MeniMV: Horn-Specific Meniscal Tear Benchmark
- MeniMV is a multi-view, horn-specific dataset featuring paired sagittal and coronal MRI images annotated with a four-tier severity scale.
- The dataset comprises 3,000 images from 750 patients collected across three centers using standardized T2WI-FS protocols for consistency.
- Benchmark evaluations show that pretrained transformer models, notably Swin-UNETR, outperform traditional CNNs in precise meniscal tear grading.
MeniMV is a multi-view, horn-specific benchmark dataset introduced to advance automated severity grading of meniscal horn tears using MRI exams. It was constructed to address the limitations of previous datasets, which primarily rely on coarse or binary study-level labels and lack precise localization and severity gradation, thereby constraining algorithmic development for clinically relevant meniscus injury analysis. MeniMV uniquely provides paired sagittal and coronal MRI images for both anterior and posterior meniscal horns, annotated with a four-tier severity scale, establishing a new standard for musculoskeletal imaging research and benchmarking (Xu et al., 20 Dec 2025).

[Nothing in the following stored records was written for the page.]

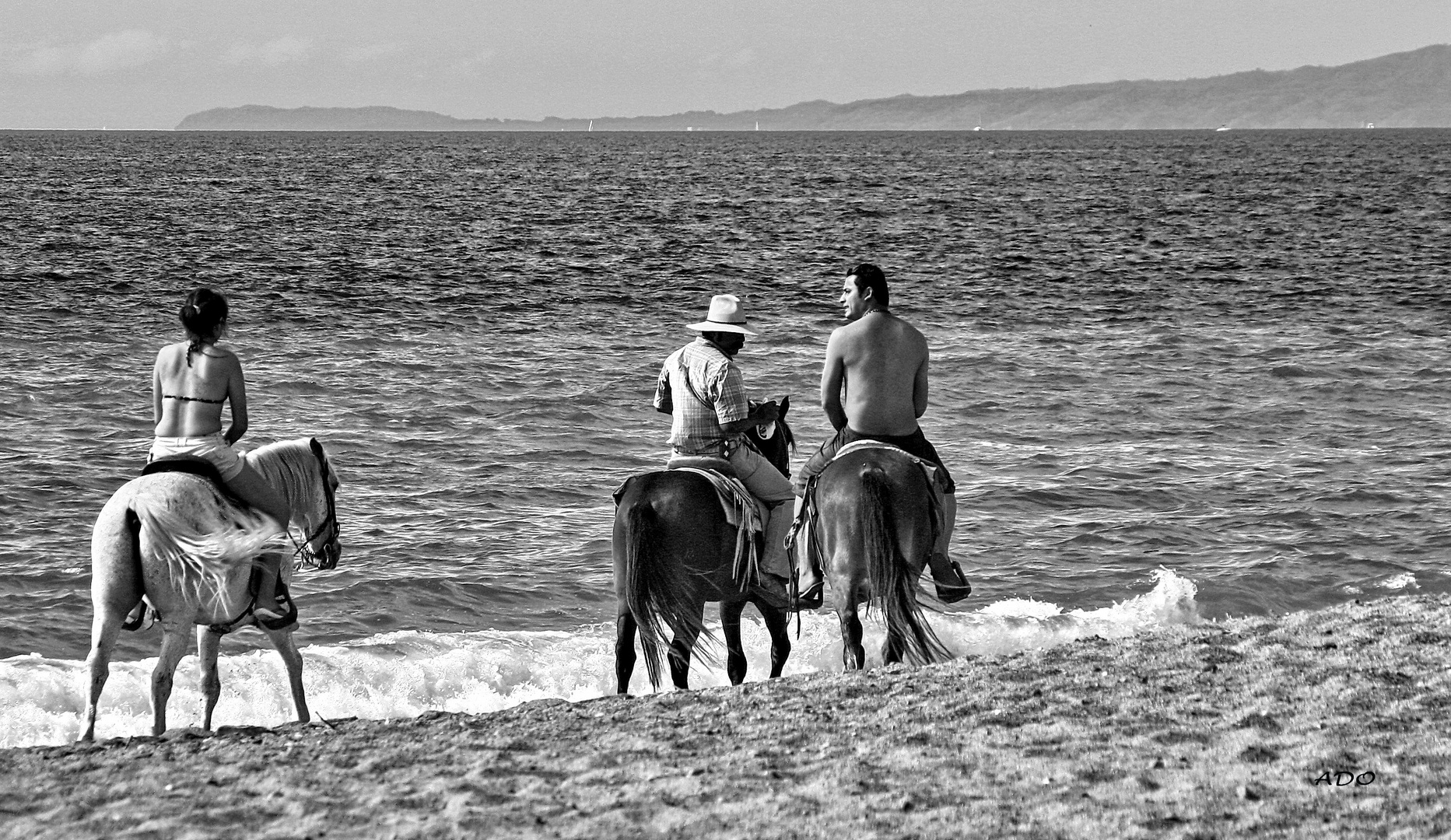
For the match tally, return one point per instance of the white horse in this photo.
(189, 548)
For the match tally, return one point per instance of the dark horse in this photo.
(877, 524)
(674, 553)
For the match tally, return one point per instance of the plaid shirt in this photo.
(710, 394)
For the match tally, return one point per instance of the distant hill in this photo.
(1399, 90)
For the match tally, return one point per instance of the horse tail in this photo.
(655, 595)
(892, 583)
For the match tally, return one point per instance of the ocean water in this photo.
(1177, 376)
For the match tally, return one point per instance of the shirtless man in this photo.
(874, 387)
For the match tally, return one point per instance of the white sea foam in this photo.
(401, 675)
(1397, 582)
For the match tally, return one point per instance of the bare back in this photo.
(188, 399)
(875, 376)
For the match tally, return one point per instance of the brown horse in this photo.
(674, 553)
(877, 524)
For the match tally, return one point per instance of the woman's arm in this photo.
(156, 390)
(237, 397)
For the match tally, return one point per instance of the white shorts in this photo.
(212, 447)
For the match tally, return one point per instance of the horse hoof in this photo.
(956, 591)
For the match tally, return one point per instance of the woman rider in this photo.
(191, 383)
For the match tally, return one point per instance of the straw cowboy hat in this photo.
(726, 315)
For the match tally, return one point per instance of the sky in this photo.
(145, 65)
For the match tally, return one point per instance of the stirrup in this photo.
(270, 618)
(147, 611)
(811, 598)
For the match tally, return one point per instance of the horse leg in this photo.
(292, 659)
(173, 647)
(776, 625)
(624, 649)
(105, 628)
(853, 656)
(115, 590)
(208, 645)
(734, 652)
(684, 643)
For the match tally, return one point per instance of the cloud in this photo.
(109, 53)
(285, 50)
(370, 51)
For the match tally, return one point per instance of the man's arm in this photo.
(662, 390)
(762, 414)
(833, 375)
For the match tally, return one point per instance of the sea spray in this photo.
(399, 675)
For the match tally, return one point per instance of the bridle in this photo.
(331, 550)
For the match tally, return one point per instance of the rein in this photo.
(303, 553)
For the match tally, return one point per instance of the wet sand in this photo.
(1316, 724)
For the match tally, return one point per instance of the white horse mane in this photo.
(202, 541)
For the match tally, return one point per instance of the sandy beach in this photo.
(1318, 724)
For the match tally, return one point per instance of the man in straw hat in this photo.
(874, 387)
(703, 390)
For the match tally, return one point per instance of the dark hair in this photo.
(870, 276)
(204, 318)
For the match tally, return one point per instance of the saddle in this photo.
(193, 466)
(205, 469)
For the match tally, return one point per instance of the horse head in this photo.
(302, 472)
(775, 440)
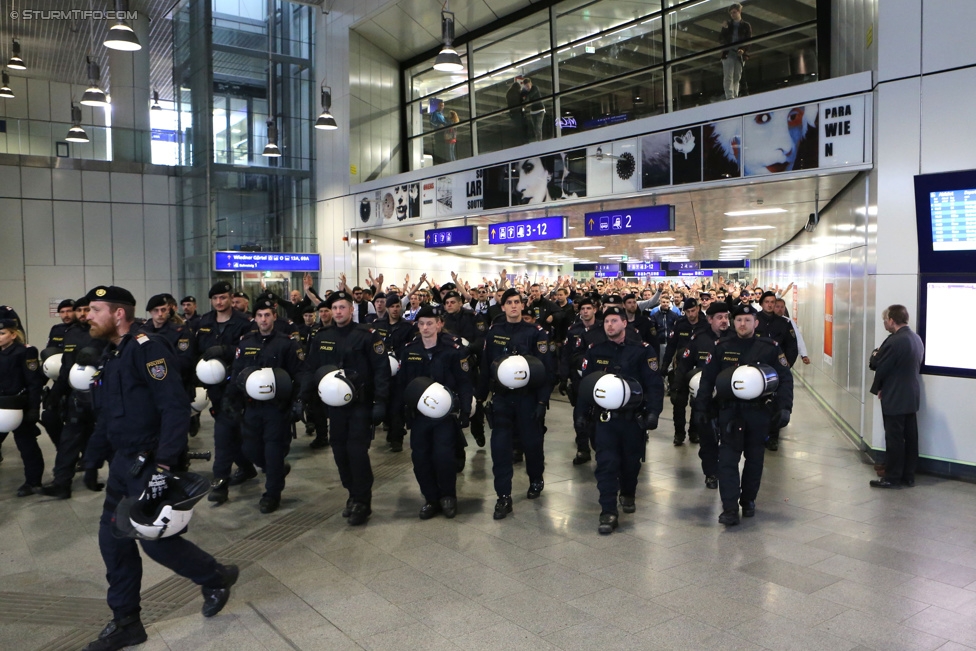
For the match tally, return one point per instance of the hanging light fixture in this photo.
(121, 36)
(94, 95)
(271, 149)
(76, 133)
(326, 122)
(5, 91)
(16, 62)
(448, 59)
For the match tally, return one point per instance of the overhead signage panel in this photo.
(266, 261)
(629, 221)
(528, 230)
(435, 238)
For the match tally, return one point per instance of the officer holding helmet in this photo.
(431, 357)
(515, 406)
(218, 334)
(699, 350)
(621, 428)
(744, 410)
(358, 350)
(143, 415)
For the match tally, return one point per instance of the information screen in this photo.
(953, 220)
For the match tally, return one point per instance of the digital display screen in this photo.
(953, 214)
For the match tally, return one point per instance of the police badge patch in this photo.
(157, 369)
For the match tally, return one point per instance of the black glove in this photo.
(91, 480)
(378, 413)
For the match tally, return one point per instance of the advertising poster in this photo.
(656, 160)
(842, 132)
(829, 323)
(686, 146)
(722, 149)
(784, 140)
(551, 177)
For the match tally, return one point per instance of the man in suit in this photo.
(897, 364)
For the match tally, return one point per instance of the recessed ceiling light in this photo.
(758, 211)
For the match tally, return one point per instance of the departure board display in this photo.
(953, 214)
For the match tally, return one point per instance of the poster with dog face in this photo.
(686, 158)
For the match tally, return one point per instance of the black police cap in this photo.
(219, 287)
(112, 294)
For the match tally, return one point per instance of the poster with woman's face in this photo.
(686, 146)
(551, 177)
(780, 141)
(656, 160)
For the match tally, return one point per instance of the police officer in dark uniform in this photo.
(742, 424)
(266, 425)
(695, 355)
(21, 375)
(621, 434)
(142, 418)
(360, 351)
(522, 409)
(433, 441)
(773, 326)
(691, 323)
(219, 333)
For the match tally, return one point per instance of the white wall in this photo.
(68, 230)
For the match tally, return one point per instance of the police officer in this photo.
(695, 355)
(691, 323)
(620, 435)
(142, 418)
(20, 375)
(432, 441)
(743, 424)
(771, 325)
(266, 425)
(360, 351)
(219, 333)
(522, 409)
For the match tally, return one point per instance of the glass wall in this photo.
(585, 64)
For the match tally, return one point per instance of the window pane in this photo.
(618, 52)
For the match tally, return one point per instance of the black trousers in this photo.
(743, 431)
(123, 565)
(267, 439)
(901, 447)
(432, 445)
(515, 413)
(619, 448)
(351, 435)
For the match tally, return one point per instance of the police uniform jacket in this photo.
(139, 400)
(632, 359)
(781, 331)
(20, 373)
(360, 350)
(736, 351)
(518, 338)
(274, 350)
(446, 362)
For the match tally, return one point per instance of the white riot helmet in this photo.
(80, 377)
(140, 517)
(429, 398)
(335, 389)
(51, 364)
(200, 401)
(11, 412)
(211, 371)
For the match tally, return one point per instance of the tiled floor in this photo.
(827, 563)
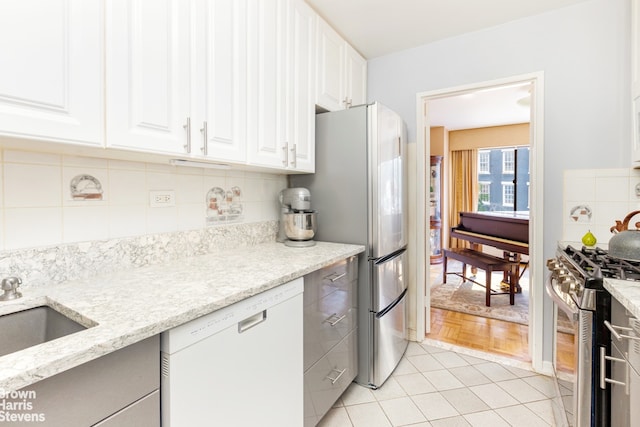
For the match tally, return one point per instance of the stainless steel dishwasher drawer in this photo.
(322, 282)
(328, 320)
(325, 381)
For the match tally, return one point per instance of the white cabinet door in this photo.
(635, 48)
(51, 79)
(148, 75)
(341, 80)
(267, 83)
(330, 84)
(219, 86)
(302, 115)
(356, 77)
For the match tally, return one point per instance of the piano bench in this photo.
(486, 262)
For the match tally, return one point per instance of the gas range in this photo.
(576, 285)
(577, 273)
(596, 262)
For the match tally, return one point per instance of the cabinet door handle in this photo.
(333, 316)
(187, 127)
(250, 322)
(294, 155)
(336, 277)
(337, 377)
(285, 151)
(205, 139)
(618, 336)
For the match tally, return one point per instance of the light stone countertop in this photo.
(132, 305)
(627, 292)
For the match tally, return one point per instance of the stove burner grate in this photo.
(596, 263)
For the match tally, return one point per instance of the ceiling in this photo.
(498, 106)
(380, 27)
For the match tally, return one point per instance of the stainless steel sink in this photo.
(34, 326)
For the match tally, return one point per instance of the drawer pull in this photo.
(334, 316)
(336, 276)
(252, 321)
(618, 336)
(603, 375)
(340, 373)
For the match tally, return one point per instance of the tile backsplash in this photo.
(595, 198)
(37, 207)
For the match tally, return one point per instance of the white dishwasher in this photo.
(238, 366)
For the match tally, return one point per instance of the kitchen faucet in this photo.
(10, 287)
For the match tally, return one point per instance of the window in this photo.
(484, 193)
(508, 161)
(507, 193)
(483, 161)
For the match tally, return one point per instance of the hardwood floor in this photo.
(493, 336)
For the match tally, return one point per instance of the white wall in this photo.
(36, 207)
(584, 53)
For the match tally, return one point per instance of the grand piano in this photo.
(506, 231)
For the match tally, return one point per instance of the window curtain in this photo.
(463, 195)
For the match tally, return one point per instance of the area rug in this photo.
(469, 298)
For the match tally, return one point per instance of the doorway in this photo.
(423, 150)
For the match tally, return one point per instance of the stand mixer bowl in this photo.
(300, 226)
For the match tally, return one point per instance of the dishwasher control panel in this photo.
(198, 329)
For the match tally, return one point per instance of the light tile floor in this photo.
(438, 387)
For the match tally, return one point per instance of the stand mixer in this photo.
(297, 221)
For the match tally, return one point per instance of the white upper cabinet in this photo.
(219, 89)
(341, 78)
(148, 44)
(302, 115)
(356, 78)
(267, 83)
(330, 83)
(51, 79)
(635, 81)
(280, 64)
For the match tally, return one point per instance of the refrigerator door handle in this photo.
(390, 257)
(392, 305)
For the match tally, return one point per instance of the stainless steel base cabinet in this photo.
(330, 336)
(119, 389)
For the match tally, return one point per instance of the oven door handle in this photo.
(569, 307)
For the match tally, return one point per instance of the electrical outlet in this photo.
(162, 199)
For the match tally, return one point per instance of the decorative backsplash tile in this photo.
(595, 198)
(56, 264)
(85, 187)
(224, 206)
(37, 207)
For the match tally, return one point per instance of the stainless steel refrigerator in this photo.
(359, 191)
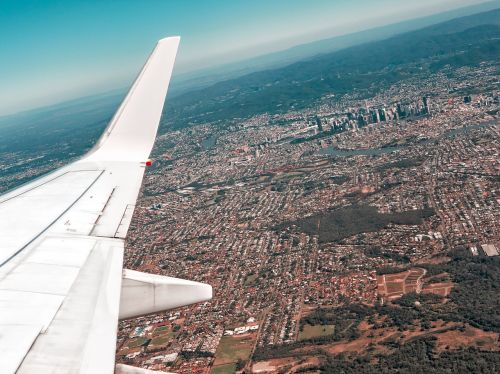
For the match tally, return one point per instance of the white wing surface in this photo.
(62, 286)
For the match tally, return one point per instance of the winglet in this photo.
(131, 133)
(144, 293)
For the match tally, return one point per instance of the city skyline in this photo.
(59, 50)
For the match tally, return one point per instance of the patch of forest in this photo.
(335, 225)
(473, 301)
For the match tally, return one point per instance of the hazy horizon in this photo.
(49, 68)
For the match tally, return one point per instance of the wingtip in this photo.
(169, 39)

1. Dataset Design and Construction
MeniMV was retrospectively composed of 3,000 horn-specific MRI images collected from 750 patients across three medical centers, with uniform acquisition via fat-suppressed T2-weighted sequences (T2WI-FS; sensitivity ≃ 94%). Each patient contributed two anatomically paired sagittal–coronal slice pairs (anterior and posterior horns), totaling 1,500 slice-pairs (3,000 images). Imaging parameters (3 mm slice thickness, 256Ă—256 matrix) were standardized across institutions.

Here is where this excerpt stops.